Francisco mora duas casas depois da minha. Ele é um tipo meio ruivo, nascido no Sul, com vozeirão de tenor. Popular, muito falante, é puxador de samba. Quando mudou-se para cá, por causa do jeito expansivo e meio desmedido, minha natural sisudez e antipatia por coisas e pessoas esfuziantes, me fazia torcer o nariz para o Francisco. Aos poucos fui-me acostumando com a figura e até gostando de trocar farpas com ele. Ele é bom no embate. Quando estou séria, me chama de madame e não me sinto ofendida quando elogia minha silhueta ao me ver saindo para a academia. Francisco mexe com todo mundo que passa pela nossa rua, a Sabará. No Jardim Ismênia, todas as ruas têm nome de cidades mineiras e Francisco fica ali, vendo quem vai e quem vem, enquanto conserta o defeito dos motores das máquinas de lavar roupas na pequena oficina montada na garagem da sua casa de fachada laranja e onde se vê a placa Refrigeração São Francisco de Assis, obviamente seu protetor.
Homem forte, vigoroso como sua voz, de uns tempos para cá Francisco emagreceu muito. Ausente que andava, ao revê-lo depois de uma temporada, tomei um susto. Mas me contive e perguntei em tom elogioso que elegância era aquela, embora seu ar fosse de cansaço e as roupas largas evidenciassem que não se tratava de magreza de vaidade. Me respondeu que estava com uns problemas, falou numa dor no braço, que não estava podendo trabalhar direito. Enrolou e me deixou sem saber o motivo daquela perda de seis quilos ou mais que o abateu de maneira evidente.
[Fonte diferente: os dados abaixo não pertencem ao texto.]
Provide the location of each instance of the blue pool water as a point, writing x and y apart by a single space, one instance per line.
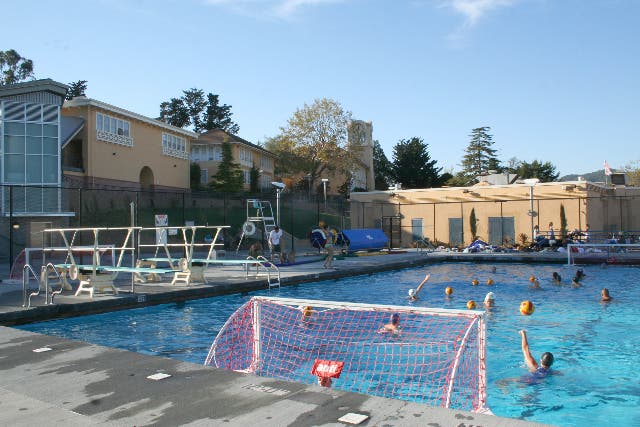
595 379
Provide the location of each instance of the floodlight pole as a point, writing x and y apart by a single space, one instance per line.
278 191
324 183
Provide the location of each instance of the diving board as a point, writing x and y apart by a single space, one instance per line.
94 277
186 245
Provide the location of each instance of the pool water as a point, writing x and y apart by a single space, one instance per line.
595 379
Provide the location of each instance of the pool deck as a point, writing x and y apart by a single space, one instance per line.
77 383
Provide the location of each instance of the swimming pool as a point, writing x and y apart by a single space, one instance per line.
594 343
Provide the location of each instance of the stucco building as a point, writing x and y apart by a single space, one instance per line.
206 151
109 147
502 212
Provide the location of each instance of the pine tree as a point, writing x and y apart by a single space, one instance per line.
229 177
382 167
412 164
479 157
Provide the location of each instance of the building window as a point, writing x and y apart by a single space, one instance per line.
216 153
114 130
266 163
29 147
246 157
416 229
174 146
195 153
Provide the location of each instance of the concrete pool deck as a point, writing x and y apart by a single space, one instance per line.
77 383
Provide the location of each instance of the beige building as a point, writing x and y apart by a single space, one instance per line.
109 146
206 151
502 212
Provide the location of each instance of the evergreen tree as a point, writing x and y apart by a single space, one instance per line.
229 177
14 68
192 108
480 157
76 89
545 172
412 165
382 167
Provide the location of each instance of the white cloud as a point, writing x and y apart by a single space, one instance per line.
473 10
275 8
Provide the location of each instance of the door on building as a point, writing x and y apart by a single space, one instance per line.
455 232
501 230
391 227
416 229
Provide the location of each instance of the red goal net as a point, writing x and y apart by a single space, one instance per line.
433 356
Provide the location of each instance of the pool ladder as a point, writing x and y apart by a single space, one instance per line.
269 269
43 281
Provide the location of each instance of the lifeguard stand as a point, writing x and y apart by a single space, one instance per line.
258 211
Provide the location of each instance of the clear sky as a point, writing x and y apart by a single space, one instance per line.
556 80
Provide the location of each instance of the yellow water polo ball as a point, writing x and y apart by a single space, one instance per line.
527 308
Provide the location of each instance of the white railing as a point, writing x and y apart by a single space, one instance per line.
114 138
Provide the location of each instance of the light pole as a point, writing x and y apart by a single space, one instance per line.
308 176
324 184
279 186
531 183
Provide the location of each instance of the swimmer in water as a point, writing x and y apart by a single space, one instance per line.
541 369
489 300
393 326
413 293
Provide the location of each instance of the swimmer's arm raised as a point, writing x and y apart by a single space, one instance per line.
422 283
529 360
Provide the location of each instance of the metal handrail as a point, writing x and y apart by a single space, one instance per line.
25 280
45 273
268 266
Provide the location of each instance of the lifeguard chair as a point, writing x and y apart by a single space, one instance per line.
258 212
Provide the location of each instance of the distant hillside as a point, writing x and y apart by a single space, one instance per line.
596 176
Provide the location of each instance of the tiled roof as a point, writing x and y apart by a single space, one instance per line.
219 136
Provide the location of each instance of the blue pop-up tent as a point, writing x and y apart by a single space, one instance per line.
365 239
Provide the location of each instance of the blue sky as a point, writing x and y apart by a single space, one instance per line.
556 80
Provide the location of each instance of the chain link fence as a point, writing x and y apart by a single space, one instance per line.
29 210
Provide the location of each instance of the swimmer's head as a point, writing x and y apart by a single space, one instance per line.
324 381
395 318
489 298
546 360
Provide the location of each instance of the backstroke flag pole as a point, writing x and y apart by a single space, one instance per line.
607 172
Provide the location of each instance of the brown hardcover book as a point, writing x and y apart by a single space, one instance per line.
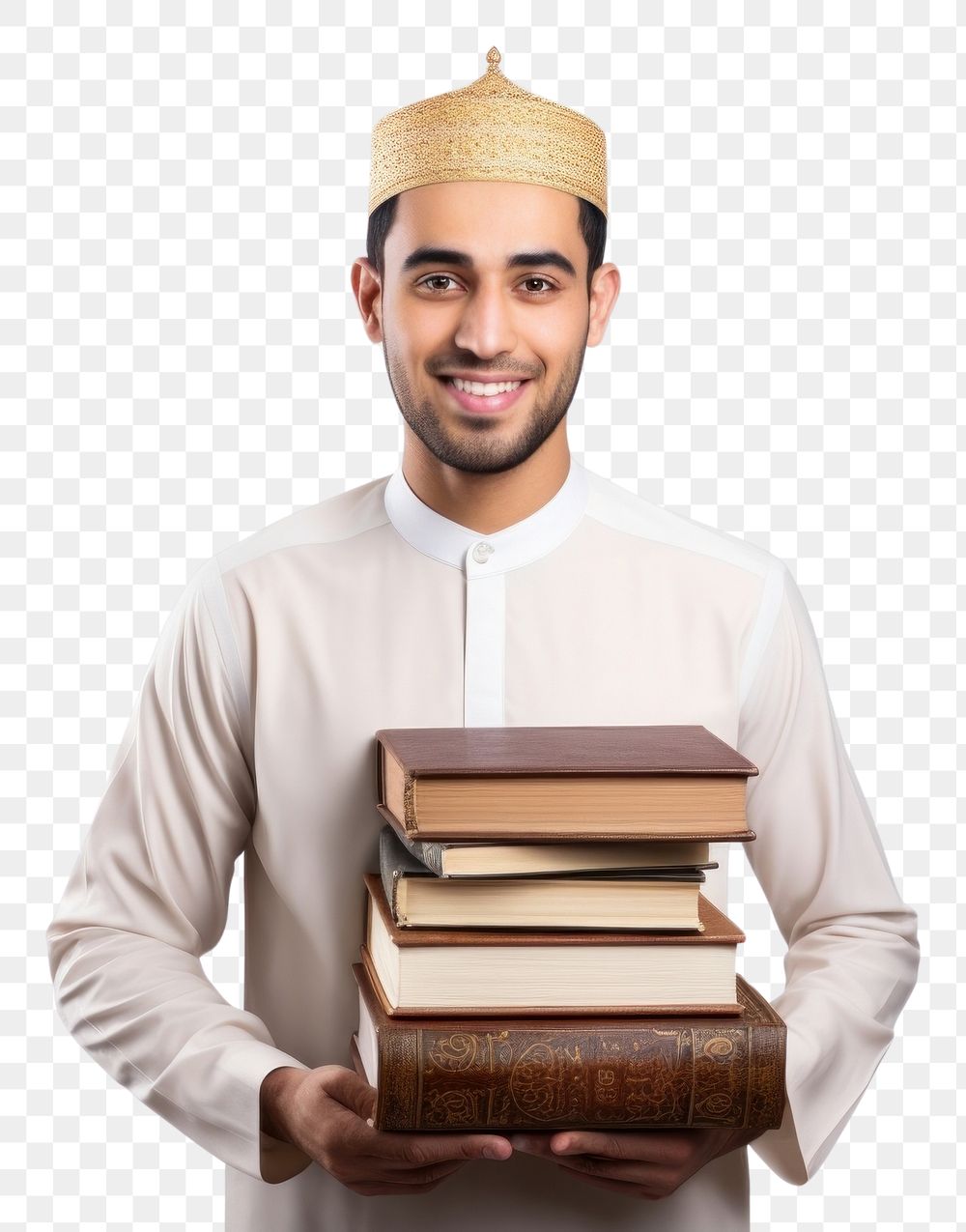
470 972
518 1074
540 784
Depois disso, percebi que Francisco mudou a rotina, da lida com os motores pifados, passei a vê-lo nos finais de tarde sentado na calçada - sim, aqui as pessoas ainda têm o costume de sentar na porta de casa - ao lado da Nina, a cachorra de estimação. Continua zombando de um e de outro, meio largado na calçada; aqui ninguém anda mesmo na calçada. O vai e vem se faz pela rua. Observado de perto pela cadela, Nina é companheira inseparável. De cor caramelada, sem raça definida, é uma cadela gorda, roliça, de pernas bem fininhas, e um balanço de ancas desajeitado, talvez pela falta do rabo, extirpado de um modo que só lhe restou um cotoco. Costumo observar que Nina está gorda demais e sou repreendida por Francisco, que justifica a vida de privilégios e regalias que ela leva: come muito bem e dorme na cama dele. Quem sou eu para entender de paixões...
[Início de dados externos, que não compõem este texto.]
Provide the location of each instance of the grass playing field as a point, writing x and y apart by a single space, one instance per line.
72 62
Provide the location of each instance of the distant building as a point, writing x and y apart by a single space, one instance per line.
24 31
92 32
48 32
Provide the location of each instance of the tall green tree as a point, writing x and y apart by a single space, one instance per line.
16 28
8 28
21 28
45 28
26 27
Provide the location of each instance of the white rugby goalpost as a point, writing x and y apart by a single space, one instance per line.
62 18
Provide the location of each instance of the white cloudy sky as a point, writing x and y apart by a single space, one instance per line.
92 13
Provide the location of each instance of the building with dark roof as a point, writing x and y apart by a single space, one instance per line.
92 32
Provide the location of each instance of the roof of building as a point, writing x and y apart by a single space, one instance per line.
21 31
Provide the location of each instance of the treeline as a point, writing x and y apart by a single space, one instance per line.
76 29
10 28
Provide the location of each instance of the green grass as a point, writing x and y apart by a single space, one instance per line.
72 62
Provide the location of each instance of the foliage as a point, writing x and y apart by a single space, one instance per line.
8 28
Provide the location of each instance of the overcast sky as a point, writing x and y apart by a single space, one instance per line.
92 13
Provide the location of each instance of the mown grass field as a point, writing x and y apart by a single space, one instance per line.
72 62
A outra companheira da vida de Francisco é a mulher, cujo nome desconheço, porque só nos tratamos por "amada". Ela chama todo mundo assim. Quando me vê, expansiva como o marido, acena e pergunta: "tudo bem, amada?" no que eu respondo, "tudo bem, amada, e você?". Assim, nunca precisei saber o nome dela, nem nunca trocamos mais que meia duzia de prosas. Mas ontem, quando retornei da ginástica, foi Amada quem encontrei vigiando Nina na voltinha do final da tarde. Quis saber do Francisco. "Deitado, ele não tá muito bom". Francisco tinha ido fazer uma biopsia. "Onde?" Ela circulou a mão pela lateral do abdômen indicando algum lugar entre o baço, o fígado ou o pâncreas. Disse que a médica achou que havia alguma coisa "muito aumentada" por ali, mas fiquei sem explicação sobre de onde exatamente saíram as células suspeitas do corpo do Francisco. Amada teve que correr atrás da Nina, que já se encontrava uns dois postes adiante.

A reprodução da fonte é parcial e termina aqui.